CAIRO — The body of a blind Egyptian cleric convicted of plotting terror attacks in New York was brought back to Egypt and handed over to his family for burial on Wednesday, following his death in a U.S. federal prison over the weekend.
Omar Abdel-Rahman, the so-called Blind Sheikh, was arrested in 1993 and convicted in 1995 along with nine followers of conspiracy to blow up the United Nations and several New York City landmarks. He was serving a life sentence in prison when he died on Saturday.
He was the spiritual leader of Gamaa Islamiya, the most feared militant group in Egypt in the 1980s and 1990s, and fled to the United States in 1990.
Dozens of his followers, along with his son Mohammed, daughter Asmaa and other family and relatives, waited at the Cairo airport to receive the body and take it to his hometown in Dakahliya province.
Cairo airport official Medhat Kandil confirmed to The Associated Press that Abdel-Rahman’s body had been handed over to the family.
Another son, Ibrahim Abdel-Rahman, told the AP that his father had wished to be buried in his Nile Delta town of Gamaliya.
In The United States, Omar Abdel-Rahman, who lost his eyesight in infancy from diabetes, was convicted of involvement in a broad terrorist plot that includes the Feb. 26, 1993, truck bombing of New York’s World Trade Center that killed six people — eight years before al-Qaida’s suicide plane hijackers brought the towers down.

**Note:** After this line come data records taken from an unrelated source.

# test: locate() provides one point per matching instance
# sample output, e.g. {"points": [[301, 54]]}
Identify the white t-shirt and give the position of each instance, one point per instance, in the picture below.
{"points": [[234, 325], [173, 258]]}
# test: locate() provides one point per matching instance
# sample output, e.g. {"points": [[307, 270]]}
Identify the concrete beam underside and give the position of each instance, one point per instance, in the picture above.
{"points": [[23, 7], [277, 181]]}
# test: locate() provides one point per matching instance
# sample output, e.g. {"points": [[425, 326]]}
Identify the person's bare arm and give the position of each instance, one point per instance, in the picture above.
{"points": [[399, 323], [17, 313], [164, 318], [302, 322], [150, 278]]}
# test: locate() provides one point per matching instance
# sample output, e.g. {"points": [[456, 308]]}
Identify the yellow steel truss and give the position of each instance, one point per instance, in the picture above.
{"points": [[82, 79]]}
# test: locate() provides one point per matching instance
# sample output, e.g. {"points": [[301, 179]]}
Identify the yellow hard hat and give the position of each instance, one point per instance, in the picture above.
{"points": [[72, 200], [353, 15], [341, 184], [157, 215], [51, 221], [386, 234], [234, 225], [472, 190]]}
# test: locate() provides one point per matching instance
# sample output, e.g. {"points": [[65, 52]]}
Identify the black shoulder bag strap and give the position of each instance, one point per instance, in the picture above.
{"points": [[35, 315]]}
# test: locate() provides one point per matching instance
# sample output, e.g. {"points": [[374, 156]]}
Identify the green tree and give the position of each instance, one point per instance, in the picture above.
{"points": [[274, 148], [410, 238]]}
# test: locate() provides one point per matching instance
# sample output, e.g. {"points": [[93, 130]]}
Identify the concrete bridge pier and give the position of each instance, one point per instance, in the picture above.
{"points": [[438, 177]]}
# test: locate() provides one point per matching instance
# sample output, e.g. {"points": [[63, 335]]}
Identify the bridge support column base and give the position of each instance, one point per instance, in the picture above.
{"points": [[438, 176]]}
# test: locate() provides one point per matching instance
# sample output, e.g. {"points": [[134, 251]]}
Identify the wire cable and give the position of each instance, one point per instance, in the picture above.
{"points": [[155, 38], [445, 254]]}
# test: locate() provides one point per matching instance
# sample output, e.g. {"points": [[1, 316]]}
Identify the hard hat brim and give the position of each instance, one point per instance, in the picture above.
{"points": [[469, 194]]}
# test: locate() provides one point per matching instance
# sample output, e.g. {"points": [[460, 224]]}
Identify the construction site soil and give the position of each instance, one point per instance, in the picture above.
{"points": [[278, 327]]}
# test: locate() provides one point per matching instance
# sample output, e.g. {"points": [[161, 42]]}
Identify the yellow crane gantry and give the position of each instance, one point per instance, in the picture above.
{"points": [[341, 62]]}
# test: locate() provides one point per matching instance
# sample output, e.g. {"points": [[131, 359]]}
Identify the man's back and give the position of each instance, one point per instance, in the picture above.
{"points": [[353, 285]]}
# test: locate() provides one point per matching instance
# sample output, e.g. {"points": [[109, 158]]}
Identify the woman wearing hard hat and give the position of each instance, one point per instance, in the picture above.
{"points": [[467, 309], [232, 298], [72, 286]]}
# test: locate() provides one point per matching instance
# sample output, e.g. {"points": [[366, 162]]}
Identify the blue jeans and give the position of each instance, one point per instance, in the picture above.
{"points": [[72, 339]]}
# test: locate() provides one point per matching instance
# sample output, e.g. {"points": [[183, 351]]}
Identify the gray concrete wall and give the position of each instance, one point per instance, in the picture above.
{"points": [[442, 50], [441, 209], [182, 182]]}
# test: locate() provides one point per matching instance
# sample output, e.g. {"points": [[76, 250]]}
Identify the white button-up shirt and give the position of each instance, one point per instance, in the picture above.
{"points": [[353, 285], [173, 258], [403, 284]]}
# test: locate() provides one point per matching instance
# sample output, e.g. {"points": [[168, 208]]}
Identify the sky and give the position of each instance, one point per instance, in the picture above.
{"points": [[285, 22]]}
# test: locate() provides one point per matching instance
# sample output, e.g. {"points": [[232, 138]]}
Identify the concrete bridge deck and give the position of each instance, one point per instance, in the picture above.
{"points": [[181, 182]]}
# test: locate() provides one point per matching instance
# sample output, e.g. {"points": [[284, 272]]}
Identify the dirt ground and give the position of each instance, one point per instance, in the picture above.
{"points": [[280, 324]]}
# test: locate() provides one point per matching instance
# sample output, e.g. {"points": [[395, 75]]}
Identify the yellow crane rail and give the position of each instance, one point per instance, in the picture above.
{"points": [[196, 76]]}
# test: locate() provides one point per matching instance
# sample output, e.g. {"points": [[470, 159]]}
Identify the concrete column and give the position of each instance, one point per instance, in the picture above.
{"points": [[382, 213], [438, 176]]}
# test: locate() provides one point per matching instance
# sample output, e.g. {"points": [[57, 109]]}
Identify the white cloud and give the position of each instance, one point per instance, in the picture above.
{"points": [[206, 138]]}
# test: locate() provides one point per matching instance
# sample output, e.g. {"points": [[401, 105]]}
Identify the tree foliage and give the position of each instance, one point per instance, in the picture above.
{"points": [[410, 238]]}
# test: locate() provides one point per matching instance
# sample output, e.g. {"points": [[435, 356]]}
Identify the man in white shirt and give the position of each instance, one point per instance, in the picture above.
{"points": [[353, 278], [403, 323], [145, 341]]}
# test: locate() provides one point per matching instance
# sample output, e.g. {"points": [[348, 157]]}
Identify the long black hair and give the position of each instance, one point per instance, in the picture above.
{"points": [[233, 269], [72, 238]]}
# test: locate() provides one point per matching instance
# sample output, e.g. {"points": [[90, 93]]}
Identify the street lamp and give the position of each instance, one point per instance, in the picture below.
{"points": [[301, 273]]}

He was also convicted of plotting a string of bombings against the United Nations, the Lincoln and Holland tunnels, the George Washington Bridge and other New York landmarks, and of plotting to kill Hosni Mubarak, Egypt’s president at the time.
Previously, Abdel-Rahman was arrested in Egypt in 1981 and tried for involvement in the assassination of former President Anwar Al-Sadat, which was carried out by Gamaa Islamiya. He was acquitted and released in 1984.
Along with diabetes, he also suffered from coronary artery disease.